As Martin King told Andrew Young and Harry Belafonte in New York in late 1967, "I have led my people through integration into America's burning house of injustice, and economic inequality", his project related to the Poor People's Campaign was to develop a nation of firefighters willing to put out those fires that had burned so long that hope was on a cliff waiting to collapse. So, Martin King proposed a series of direct mass action non-violent demonstrations in which poor peoples of all colors and creeds would speak directly to the forces of power in the world's most nation. This wouldn't be a day-long demonstration like the one that occurred on August 28, 1963, Jobs and Freedom March. The participants would set up a village, a mini-city on the Mall in Washington, DC and stay until the principle issues were addressed.
 
Dr. King also planned mass demonstrations in major urban cities across America, the movement would also include demonstrations in areas where poverty was concentrated. Martin King wanted these demonstrations to provide a voice to the voiceless, and power to the powerless. You see Martin King mind, the Radical King, the dream he spoke of on that August 28, 1963, was a distant memory. One that captivated an audience but had been ignored because the essential elements of the speech had been ignored.
 
 
The Radical Martin King understood that the economic inequality or economic gap that had existed between the many poor and those few with the real economic power in this nation and the world had to be addressed and eliminated. It was Martin King's drive to lessened that economic gap that threatened the institutions of white supremacy and thus put a direct target on the chest of Dr. King. Over the past 50 years (1968-2018) in America the wealth gap between the haves and the have-nots has continued to widen tremendously; with no signs or hope of any meaningful way to bring that gap to any positive solution. This week as we continue to salute the Radical, not the Homogenized Martin Luther King, we should understand that the drum major principle is still needed for our America to truly prosper. In a world where only "eight men" have more economic worth combined than 3.6 billion of the world's population.
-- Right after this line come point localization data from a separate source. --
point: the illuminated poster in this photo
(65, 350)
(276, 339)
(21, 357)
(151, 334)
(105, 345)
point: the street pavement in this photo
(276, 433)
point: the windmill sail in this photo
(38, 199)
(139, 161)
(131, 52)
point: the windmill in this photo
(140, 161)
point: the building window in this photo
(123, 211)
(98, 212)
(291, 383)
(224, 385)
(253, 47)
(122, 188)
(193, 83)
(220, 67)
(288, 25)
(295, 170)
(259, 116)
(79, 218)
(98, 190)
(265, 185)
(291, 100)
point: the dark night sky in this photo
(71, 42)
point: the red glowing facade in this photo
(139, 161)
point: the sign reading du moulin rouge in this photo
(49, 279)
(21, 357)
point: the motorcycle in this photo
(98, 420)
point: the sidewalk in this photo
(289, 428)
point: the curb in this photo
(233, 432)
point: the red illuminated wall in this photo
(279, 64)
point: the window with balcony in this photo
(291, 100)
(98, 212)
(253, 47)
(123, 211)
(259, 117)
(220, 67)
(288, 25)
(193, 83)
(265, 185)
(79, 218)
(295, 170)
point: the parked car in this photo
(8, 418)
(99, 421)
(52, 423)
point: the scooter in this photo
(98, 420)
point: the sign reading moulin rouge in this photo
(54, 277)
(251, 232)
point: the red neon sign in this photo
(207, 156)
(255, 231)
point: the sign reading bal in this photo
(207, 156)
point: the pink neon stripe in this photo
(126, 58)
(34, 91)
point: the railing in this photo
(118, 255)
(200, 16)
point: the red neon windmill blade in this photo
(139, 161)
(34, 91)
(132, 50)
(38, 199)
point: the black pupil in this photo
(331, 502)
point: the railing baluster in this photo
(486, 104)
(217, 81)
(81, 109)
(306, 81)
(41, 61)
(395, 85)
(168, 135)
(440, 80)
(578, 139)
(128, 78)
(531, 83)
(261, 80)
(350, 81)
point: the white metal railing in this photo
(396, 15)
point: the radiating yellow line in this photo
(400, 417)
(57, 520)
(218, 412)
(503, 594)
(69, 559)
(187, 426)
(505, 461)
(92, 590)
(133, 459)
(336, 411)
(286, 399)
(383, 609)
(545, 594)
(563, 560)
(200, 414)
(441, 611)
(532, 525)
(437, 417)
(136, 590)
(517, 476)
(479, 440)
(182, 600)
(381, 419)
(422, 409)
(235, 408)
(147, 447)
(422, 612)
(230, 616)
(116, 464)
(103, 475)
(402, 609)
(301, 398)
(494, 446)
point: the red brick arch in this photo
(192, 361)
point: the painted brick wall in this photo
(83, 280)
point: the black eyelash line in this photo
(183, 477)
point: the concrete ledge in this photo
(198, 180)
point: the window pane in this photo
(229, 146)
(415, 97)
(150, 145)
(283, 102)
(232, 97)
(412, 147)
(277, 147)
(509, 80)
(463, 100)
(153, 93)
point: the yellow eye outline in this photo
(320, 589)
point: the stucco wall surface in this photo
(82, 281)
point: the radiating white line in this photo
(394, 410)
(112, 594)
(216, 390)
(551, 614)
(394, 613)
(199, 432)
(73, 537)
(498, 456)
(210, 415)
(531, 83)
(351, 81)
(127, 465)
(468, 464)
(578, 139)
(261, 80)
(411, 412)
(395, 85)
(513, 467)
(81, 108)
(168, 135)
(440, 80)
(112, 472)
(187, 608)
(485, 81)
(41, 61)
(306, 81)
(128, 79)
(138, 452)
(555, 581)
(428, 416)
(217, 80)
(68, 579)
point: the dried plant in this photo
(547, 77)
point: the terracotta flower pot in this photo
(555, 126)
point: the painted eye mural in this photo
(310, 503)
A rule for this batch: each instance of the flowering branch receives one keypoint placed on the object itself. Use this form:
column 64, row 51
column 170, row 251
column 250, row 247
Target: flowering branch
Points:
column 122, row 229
It should be disconcerting to every person that such an economic disparity can and still exists.
 
Had Martin King lived beyond April 4, 1968, you have to wonder if even he would have been able to carry off his proposed Poor People's Campaign? You see nearly 1/2 of Black America in 1968 had stopped listening to his message of direct nonviolent action to solve the racial problems that beset our America. One thing I know for certain is that the Radical Martin King would've continued to demand solutions to this troubling economic equation. Martin King wouldn't be bowing down attempting to meet with an individual whose sole purpose was to widen the income gap not level it off or lower it. He wouldn't be running to White House for photo ops. Nor would the Radical Dr. King be housed in a majestic building counting his parsonage tithes. Martin King would have stayed on our streets working for change. The Radical King is what is missing now in our communities, The RadicalMartin Luther King that scared the absolute shit out of J.Edgar Hoover.